Allo stesso tempo, anche la gamba sotto non è neutra. Assorbe questa pressione. In pratica è compressa, e vasi, nervi superficiali e tessuti molli sono intrappolati tra due forze: il peso della gamba superiore e la pressione esercitata dalla gamba inferiore. Non è qualcosa di drammatico. Ma, mantenuta a lungo, questo tipo di compressione può rallentare leggermente la circolazione locale e modificare la sensibilità.

A volte compare quella sensazione vaga di intorpidimento o formicolio, che scompare semplicemente cambiando posizione. Non sembra importante. E, presa da sola, non lo è.

Ma messe insieme, tutte queste piccole adattazioni raccontano una storia.

La parte interessante è che questa posizione può davvero sembrare rilassante. E lo è, nel momento. Perché offre al corpo una forma di stabilità. Non deve più mantenere attivamente l’equilibrio, si lascia sostenere. È un risparmio di energia.

Ma non è un rilassamento costruito sull’allineamento, bensì sulla compensazione.

Ed è qui che appare la differenza sottile.

Non è il fatto di stare con le gambe accavallate a creare problemi. È il rimanere così troppo a lungo. O scegliere sempre la stessa gamba. O lasciare che questa diventi la tua posizione “normale”, senza alternative.
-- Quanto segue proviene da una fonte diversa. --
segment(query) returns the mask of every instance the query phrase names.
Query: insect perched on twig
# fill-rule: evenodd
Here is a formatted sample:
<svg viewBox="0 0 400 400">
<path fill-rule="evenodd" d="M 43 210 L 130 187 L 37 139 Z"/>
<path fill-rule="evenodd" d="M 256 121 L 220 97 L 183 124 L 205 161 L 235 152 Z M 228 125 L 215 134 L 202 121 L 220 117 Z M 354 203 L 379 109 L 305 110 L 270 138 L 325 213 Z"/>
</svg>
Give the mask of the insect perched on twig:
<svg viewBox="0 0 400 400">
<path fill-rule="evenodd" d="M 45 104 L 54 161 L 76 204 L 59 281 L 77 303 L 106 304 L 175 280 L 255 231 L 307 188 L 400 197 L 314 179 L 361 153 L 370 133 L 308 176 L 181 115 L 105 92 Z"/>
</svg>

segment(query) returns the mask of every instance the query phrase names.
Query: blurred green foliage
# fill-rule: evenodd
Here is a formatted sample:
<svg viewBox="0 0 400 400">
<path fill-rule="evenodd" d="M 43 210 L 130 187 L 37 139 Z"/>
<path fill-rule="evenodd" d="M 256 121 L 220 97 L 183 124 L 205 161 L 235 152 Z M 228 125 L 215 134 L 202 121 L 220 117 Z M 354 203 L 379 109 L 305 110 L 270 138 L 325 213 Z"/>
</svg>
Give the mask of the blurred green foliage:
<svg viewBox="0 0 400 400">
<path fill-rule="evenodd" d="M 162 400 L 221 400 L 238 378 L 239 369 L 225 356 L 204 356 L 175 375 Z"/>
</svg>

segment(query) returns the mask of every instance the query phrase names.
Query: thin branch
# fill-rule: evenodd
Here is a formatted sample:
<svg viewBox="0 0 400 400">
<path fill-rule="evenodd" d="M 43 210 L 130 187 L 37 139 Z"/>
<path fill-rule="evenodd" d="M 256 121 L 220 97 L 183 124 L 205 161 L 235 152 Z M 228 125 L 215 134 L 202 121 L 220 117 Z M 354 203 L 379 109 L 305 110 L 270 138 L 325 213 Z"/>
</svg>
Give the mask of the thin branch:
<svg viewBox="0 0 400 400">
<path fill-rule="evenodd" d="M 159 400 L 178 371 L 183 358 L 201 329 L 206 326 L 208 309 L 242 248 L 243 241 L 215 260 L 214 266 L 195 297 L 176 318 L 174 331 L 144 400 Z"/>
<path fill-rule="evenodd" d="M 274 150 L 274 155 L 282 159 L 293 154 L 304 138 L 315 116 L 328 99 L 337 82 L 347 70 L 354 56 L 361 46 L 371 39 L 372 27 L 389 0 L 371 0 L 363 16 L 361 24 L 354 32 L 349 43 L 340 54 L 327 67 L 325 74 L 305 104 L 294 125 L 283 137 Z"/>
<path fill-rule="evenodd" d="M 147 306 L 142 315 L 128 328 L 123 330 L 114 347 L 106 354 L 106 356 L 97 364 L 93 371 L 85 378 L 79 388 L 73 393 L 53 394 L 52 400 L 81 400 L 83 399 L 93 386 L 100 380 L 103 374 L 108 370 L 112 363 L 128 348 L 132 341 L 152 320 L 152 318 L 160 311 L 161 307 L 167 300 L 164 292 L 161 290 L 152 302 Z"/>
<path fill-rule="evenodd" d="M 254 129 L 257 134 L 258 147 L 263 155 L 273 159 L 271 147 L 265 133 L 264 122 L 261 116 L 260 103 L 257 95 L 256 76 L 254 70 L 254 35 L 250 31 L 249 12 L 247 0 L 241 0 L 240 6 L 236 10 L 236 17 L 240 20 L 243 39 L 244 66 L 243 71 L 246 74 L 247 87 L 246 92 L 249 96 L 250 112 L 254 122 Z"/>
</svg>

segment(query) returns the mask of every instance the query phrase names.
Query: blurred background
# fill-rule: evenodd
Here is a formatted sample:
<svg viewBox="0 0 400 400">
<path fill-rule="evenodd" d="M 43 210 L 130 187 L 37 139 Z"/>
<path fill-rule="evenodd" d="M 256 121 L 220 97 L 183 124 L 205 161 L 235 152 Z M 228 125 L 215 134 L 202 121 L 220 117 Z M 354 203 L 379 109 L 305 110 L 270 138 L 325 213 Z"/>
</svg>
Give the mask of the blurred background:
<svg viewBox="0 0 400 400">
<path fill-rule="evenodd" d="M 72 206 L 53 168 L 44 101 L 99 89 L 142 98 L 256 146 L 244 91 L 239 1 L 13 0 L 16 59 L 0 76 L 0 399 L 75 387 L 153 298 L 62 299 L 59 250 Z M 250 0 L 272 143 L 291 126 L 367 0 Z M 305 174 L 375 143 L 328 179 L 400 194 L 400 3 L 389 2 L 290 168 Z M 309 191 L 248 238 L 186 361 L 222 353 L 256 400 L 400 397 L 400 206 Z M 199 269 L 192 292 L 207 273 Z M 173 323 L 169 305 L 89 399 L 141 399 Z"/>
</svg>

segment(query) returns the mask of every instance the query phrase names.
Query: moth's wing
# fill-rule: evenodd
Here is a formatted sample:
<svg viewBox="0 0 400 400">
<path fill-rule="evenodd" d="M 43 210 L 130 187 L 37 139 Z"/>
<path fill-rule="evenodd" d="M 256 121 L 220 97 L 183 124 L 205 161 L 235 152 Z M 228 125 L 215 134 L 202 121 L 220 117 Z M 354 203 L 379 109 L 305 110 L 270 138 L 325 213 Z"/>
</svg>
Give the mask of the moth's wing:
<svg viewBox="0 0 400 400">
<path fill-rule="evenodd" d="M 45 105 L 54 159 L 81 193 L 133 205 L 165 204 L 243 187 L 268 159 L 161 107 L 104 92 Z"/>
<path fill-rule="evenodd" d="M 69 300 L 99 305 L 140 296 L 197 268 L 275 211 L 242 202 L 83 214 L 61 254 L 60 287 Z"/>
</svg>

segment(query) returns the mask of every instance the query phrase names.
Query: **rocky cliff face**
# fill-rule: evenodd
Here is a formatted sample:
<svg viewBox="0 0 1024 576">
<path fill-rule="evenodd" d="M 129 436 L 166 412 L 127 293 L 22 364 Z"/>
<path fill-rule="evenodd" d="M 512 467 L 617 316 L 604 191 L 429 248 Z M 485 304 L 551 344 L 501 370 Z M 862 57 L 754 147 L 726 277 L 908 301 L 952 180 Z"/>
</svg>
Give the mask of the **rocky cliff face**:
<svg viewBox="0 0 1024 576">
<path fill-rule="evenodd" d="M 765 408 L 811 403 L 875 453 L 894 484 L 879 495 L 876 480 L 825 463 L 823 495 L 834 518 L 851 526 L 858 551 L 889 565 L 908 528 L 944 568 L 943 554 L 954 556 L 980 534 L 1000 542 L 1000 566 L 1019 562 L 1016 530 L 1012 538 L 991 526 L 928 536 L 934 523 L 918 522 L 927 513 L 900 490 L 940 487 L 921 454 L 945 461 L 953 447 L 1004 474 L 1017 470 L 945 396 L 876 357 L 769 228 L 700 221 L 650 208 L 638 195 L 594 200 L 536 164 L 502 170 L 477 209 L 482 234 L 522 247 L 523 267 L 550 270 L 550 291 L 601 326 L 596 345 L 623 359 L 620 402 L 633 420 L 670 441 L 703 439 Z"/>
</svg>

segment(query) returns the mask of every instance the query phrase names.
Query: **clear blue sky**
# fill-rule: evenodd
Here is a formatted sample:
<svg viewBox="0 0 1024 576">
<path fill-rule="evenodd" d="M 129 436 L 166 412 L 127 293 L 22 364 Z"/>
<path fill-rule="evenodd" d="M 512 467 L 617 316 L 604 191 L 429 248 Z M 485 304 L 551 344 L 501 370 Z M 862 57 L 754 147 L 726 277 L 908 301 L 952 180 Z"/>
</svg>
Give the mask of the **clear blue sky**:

Col tempo, il corpo non distingue più tra ciò che è comodo e ciò che è equilibrato. Si adatta a ciò che gli offri più spesso.

La buona notizia è che le cose sono semplici. Non devi correggerti in modo ossessivo né evitare completamente questa posizione. Il corpo non funziona con regole rigide, ma con la variazione.

Se ti muovi, se alterni, se torni di tanto in tanto con i piedi a terra e la schiena appoggiata, il corpo ritrova da solo il suo equilibrio.

Forse l’idea non è eliminare questo gesto, ma semplicemente diventarne consapevole.

Perché, a volte, le abitudini più piccole, ripetute abbastanza, raccontano le storie più grandi su come funziona il corpo.